I had a rather frustrating experience the other day with a customers vCenter Upgrade. As many of you will know, there is a bit of prep work that goes into these upgrades, so having them not go to plan can be a little disheartening at times, especially when it’s something simple that you missed (Spoiler: it was not DNS).
To set the scene, I tend to do most of my work from an “admin workstation” which has all the tools I need installed. Here, I stepped through the wizard, verified and accepted the SHA1 thumbprints when presented and went onto stage 2 of the upgrade. Shortly after the pre-upgrade checks failed with an “internal error”. Upon checking the upgrade logs, I was presented with the following:
File "/usr/lib/vmware/cis_upgrade_runner/libs/pyVmomi.zip/pyVmomi/SoapAdapter.py", line 981, in _VerifyThumbprint
raise ThumbprintMismatchException(thumbprint, sha1Digest)
pyVmomi.SoapAdapter.ThumbprintMismatchException: Server has wrong SHA1 thumbprint:65abc597698285900c37f009a5c11ab45c03e123 (required) != ba4b9b745034c61785fdc33ee123d87397ea999c (server)

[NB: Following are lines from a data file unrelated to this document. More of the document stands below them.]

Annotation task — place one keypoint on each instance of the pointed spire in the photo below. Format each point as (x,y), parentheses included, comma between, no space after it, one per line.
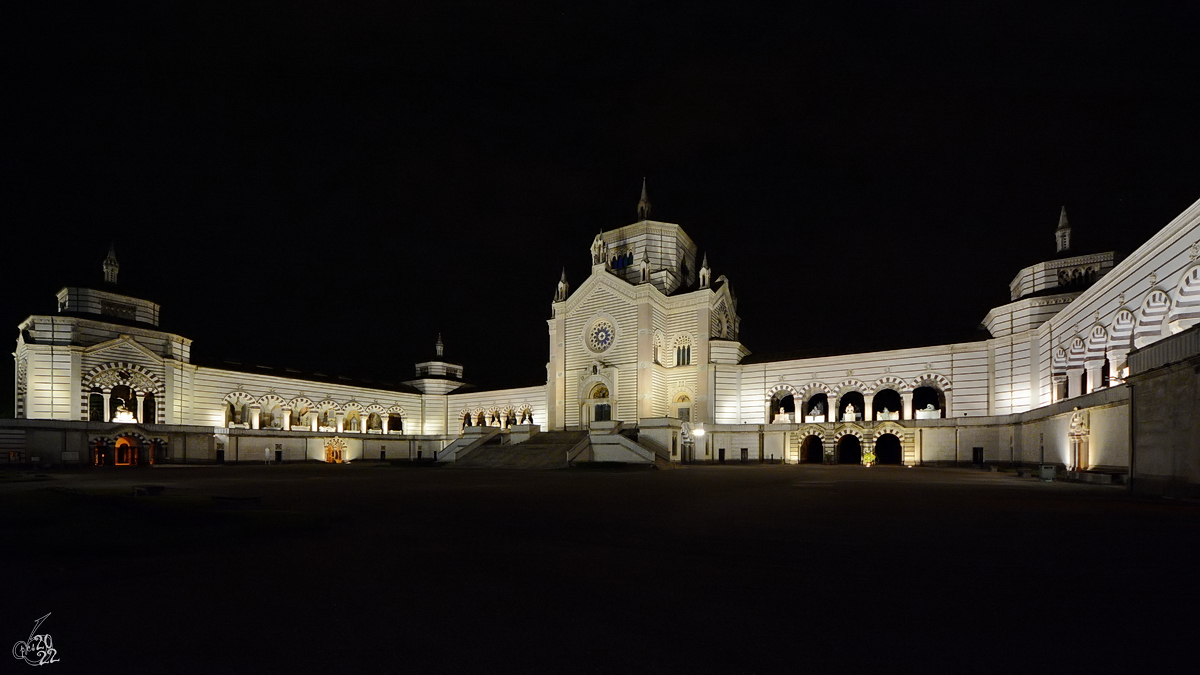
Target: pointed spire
(1062,236)
(643,204)
(563,288)
(111,266)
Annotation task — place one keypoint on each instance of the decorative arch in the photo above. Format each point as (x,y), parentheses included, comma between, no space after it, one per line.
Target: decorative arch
(1075,353)
(115,374)
(781,387)
(682,346)
(891,382)
(1059,360)
(811,430)
(931,380)
(1097,345)
(1150,318)
(814,388)
(1121,333)
(1186,311)
(102,378)
(851,386)
(847,431)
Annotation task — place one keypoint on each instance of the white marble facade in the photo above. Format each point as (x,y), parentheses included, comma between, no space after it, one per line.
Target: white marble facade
(652,333)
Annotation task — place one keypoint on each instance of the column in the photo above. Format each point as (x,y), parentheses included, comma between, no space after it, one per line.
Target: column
(1117,364)
(1074,382)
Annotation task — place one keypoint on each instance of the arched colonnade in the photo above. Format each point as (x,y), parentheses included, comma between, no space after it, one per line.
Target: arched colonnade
(1084,362)
(270,411)
(888,398)
(889,443)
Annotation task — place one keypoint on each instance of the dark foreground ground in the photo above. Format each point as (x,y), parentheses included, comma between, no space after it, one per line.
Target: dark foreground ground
(711,569)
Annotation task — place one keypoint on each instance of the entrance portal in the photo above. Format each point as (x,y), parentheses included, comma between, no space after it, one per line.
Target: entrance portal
(126,452)
(850,449)
(888,451)
(813,451)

2019-07-12T23:16:36.999Z INFO root Exiting with exit-code 1
As most would, I did a sanity check in my browser to validate the certificate thumbprint and everything was matching up and I could not find the thumbprint that the installer was referencing. I did notice however that the proxy server had injected itself into the certificate chain, which reminded me of a new agent this customer had recently deployed to their fleet (this is getting more common, as it allows the company to inspect outbound SSL traffic). I checked the thumbprints again from a server that did not not have this agent and sure enough the thumbprint was what the installer was referencing (The correct thumbprint).
Logically, I closed the wizard and re-started stage 2 of the upgrade from the server that was getting the correct thumbprint. My frustration grew as I was presented with the same error message shortly after. There was a good hour spent on re-checking things and inspecting logs.

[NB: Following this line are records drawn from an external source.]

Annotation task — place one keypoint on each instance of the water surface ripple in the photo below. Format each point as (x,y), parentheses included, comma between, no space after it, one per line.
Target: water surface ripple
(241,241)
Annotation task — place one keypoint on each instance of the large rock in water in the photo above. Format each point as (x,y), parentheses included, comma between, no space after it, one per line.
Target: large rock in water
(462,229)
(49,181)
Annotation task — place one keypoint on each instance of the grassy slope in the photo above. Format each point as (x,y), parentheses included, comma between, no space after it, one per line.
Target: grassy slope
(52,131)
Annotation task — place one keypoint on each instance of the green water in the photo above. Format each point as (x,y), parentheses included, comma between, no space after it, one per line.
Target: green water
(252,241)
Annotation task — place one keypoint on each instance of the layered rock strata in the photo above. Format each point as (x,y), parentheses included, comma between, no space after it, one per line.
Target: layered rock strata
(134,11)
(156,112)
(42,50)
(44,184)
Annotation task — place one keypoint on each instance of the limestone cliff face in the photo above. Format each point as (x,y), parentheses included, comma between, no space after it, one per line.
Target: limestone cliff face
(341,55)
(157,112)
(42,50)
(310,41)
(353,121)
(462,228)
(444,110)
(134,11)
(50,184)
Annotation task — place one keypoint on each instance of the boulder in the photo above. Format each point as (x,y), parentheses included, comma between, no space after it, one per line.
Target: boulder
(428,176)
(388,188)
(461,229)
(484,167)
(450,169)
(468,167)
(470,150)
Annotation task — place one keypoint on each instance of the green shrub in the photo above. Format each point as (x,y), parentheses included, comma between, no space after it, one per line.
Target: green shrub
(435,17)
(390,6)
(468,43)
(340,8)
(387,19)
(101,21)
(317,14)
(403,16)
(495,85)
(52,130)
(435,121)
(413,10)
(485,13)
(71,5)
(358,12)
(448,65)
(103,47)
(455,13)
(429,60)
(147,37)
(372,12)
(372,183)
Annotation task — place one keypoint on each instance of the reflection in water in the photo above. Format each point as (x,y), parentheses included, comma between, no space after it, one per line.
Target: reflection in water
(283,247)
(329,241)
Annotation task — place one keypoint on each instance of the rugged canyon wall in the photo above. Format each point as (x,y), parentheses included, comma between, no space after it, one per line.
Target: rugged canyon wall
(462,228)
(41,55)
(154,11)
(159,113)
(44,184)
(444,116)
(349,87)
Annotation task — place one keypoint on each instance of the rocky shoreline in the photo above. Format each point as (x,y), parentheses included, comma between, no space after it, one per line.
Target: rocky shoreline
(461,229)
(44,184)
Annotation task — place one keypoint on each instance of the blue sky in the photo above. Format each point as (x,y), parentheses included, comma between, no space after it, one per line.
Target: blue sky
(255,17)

What I discovered was (may be obvious to some) that it appears that the upgrade wizard writes the thumbprints into the pre-check configuration from Stage 1 when the new appliance is first deployed. In stage two it then validates against this from the newly deployed appliance.
The fix is pretty obvious by now, restarting the upgrade from the server without the proxy agent saw the process go through smoothly. Pretty trivial, but something to be aware of.
TL;DR – Make sure there is nothing (enterprise proxy) injecting itself into your browsers certificate chain on the workstation you’re using the upgrade wizard on as it will throw out the SHA1 thumbprint.